Century-old train trestle uncovered on North Metro Rail Line
Posted on 09.14.16
As North Metro Rail Line construction crews moved into the Grange Hall area—just south of the Northglenn•112th station to begin a massive drainage project, they unearthed an old railroad trestle bridge.
RTD's contractor on the project, Regional Rail Partners, halted construction in the area upon discovery of the bridge. Historic preservationists were given the opportunity to look at the find.
After researching the bridge, RTD determined the design plans for the bridge date back to 1911 and the track dates back to 1909.
Records indicate the bridge was built to carry the Burnham Yard Lead over Grange Creek that flowed through the area in the early 1900s. You can see it in the photo gallery. Hover your cursor over the image to activate the photo gallery controls.

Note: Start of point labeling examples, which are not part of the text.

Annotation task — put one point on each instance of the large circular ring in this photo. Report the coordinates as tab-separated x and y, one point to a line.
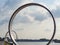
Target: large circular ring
24	6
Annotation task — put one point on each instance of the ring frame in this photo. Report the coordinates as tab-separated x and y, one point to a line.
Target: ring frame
24	6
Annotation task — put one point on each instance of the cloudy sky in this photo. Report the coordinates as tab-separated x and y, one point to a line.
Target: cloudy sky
32	22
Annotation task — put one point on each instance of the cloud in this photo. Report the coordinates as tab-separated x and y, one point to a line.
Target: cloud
9	6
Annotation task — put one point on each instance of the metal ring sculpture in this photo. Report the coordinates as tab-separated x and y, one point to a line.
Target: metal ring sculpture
12	31
24	6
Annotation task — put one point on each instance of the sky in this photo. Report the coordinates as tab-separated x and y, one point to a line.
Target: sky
34	23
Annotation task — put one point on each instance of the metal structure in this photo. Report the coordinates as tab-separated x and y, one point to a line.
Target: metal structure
24	6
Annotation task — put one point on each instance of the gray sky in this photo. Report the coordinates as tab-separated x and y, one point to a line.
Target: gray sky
35	22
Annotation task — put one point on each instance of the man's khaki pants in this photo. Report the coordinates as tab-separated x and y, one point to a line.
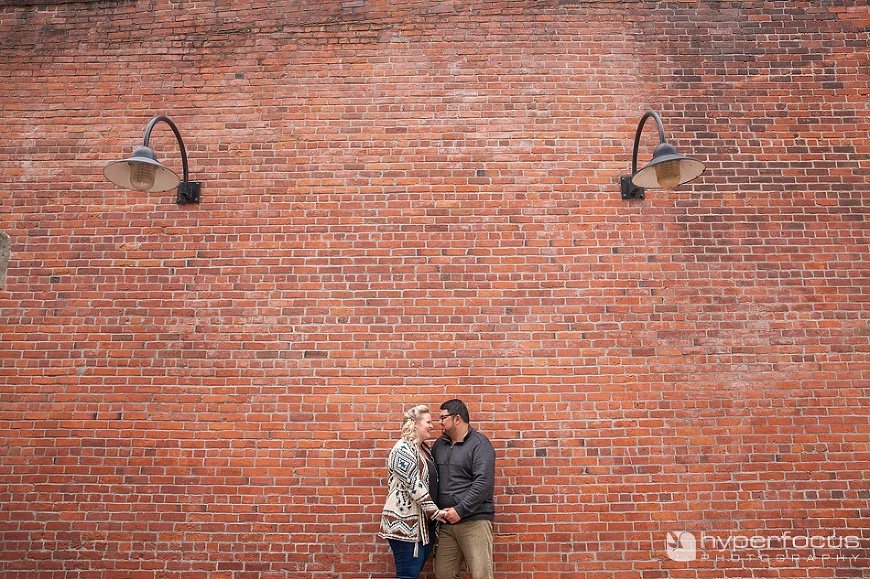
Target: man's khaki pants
469	542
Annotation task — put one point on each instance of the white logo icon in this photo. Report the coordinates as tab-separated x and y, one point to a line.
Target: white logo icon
681	546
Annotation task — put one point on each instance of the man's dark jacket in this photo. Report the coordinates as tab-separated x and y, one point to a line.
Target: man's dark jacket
466	475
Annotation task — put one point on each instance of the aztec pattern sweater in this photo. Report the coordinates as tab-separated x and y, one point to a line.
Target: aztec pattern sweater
408	504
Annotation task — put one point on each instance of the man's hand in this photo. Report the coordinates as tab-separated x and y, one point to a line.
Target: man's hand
451	516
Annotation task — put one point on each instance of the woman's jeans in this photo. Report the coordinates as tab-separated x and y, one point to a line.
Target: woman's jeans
407	565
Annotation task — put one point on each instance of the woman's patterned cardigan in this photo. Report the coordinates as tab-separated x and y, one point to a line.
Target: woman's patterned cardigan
408	502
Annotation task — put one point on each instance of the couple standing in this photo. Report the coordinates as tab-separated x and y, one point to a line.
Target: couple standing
458	474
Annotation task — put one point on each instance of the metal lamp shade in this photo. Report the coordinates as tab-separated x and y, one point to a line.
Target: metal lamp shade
135	172
667	169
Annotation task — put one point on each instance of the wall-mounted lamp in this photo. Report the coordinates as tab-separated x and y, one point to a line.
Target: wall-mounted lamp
667	170
142	172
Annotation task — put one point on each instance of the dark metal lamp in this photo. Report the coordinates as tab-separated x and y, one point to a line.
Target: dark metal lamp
668	168
142	172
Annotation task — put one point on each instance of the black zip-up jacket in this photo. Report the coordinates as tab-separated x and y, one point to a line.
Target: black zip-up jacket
466	475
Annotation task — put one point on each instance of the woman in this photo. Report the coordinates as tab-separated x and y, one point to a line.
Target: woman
407	522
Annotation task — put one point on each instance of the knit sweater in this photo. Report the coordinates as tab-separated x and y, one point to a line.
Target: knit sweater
408	504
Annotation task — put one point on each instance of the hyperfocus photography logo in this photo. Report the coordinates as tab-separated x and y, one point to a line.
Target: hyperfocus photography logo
684	546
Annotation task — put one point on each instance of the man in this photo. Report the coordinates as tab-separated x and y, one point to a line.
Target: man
465	460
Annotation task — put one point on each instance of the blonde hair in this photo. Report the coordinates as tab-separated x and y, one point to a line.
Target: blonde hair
410	420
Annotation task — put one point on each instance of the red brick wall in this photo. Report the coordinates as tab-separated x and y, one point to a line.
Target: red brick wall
408	201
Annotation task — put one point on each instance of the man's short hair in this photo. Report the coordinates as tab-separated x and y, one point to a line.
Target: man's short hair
458	408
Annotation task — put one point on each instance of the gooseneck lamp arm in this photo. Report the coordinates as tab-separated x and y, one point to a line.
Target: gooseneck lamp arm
667	169
637	135
142	171
168	121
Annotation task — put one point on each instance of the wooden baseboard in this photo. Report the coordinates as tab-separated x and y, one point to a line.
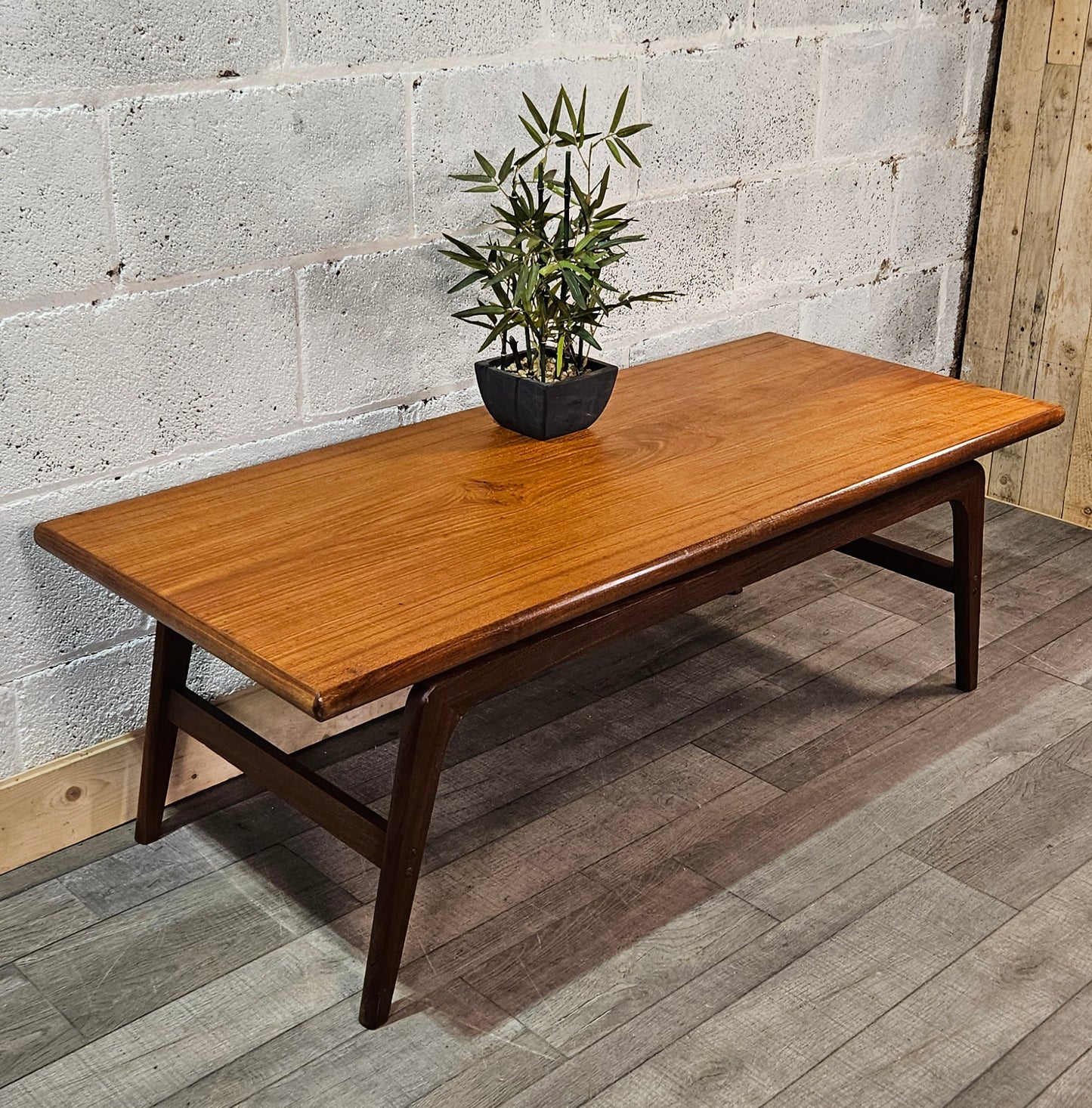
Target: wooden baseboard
91	791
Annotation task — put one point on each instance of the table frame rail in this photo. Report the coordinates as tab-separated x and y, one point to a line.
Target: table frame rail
435	706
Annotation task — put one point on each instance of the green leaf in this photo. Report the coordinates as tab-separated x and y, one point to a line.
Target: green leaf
483	162
630	154
473	263
570	110
506	164
621	107
466	283
556	113
466	247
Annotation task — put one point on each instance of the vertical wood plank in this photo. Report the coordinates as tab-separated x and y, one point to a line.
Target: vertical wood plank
1035	256
1071	302
1020	76
1067	32
1048	463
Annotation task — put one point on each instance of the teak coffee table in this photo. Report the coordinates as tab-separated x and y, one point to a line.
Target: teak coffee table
459	559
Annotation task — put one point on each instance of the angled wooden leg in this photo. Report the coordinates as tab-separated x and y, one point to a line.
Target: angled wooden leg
428	725
967	516
169	668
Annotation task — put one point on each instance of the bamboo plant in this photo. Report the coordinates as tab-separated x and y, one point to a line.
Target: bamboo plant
543	269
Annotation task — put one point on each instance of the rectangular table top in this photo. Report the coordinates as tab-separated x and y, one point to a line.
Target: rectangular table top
342	574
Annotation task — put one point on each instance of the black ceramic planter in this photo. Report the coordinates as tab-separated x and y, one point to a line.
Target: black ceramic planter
545	411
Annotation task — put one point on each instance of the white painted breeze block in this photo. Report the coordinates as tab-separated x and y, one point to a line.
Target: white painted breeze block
54	204
48	45
219	226
101	388
227	178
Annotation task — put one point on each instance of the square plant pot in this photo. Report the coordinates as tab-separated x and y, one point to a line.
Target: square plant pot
544	411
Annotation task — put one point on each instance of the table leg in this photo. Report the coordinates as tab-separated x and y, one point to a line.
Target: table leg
967	516
169	670
426	727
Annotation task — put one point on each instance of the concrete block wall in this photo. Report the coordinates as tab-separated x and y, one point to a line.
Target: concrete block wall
218	228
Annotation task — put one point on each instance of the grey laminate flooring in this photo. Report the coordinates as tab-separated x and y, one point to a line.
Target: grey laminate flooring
763	853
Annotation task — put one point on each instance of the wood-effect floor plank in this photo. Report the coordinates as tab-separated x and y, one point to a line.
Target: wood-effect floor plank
1041	1056
39	917
554	890
928	1048
169	1050
116	970
818	834
586	974
605	1062
35	1033
1020	837
763	1043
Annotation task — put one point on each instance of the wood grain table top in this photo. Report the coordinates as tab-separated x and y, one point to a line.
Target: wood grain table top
342	574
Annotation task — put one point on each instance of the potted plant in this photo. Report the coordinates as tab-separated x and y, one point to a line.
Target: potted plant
543	268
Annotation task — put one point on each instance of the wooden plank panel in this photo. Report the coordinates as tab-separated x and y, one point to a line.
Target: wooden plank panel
1004	192
1078	503
339	575
1067	32
1070	301
1037	252
1048	458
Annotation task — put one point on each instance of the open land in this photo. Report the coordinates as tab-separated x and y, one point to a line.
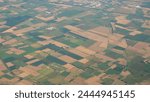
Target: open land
74	42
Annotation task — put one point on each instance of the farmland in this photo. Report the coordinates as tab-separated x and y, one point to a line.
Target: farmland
74	42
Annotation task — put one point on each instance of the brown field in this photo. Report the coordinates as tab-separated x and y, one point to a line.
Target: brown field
67	59
122	20
85	50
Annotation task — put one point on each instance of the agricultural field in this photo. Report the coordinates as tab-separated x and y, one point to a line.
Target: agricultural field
74	42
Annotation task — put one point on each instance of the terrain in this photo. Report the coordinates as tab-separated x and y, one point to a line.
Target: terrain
74	42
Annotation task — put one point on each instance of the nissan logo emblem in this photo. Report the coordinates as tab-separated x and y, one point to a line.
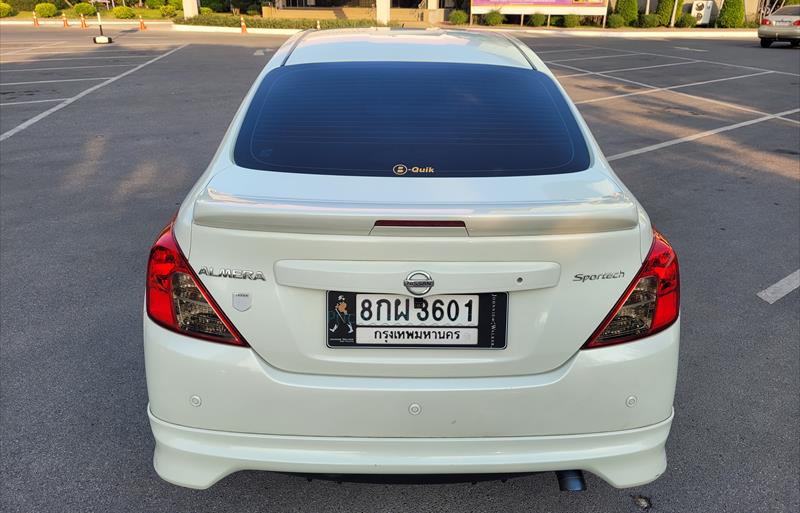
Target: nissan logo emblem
418	283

Spanning a wide drainage area with a trestle bridge was not uncommon in those days. But in 1951 Union Pacific piped Grange Creek and backfilled the area with an embankment. The bridge they buried is the one North Metro Rail Line crews just uncovered. It was a 14-span, 109 foot-long bridge.
Another example of our rail history is west of the tracks and south of 112th Avenue where there is a stub that circles back south, crossing Grange Hall Creek west of the main line.
This has now become the back entrance into the Regatta Apartments off of Leroy Drive. It also has an 8-foot culvert under high fill. The “Regatta Spur” can clearly be seen today on Google Earth.
Upon determination that the Grangehenge Bridge, referring to what looks similar to Stonehenge when uncovered, had no historical value, Regional Rail Partner crews moved back into the area to continue construction operations.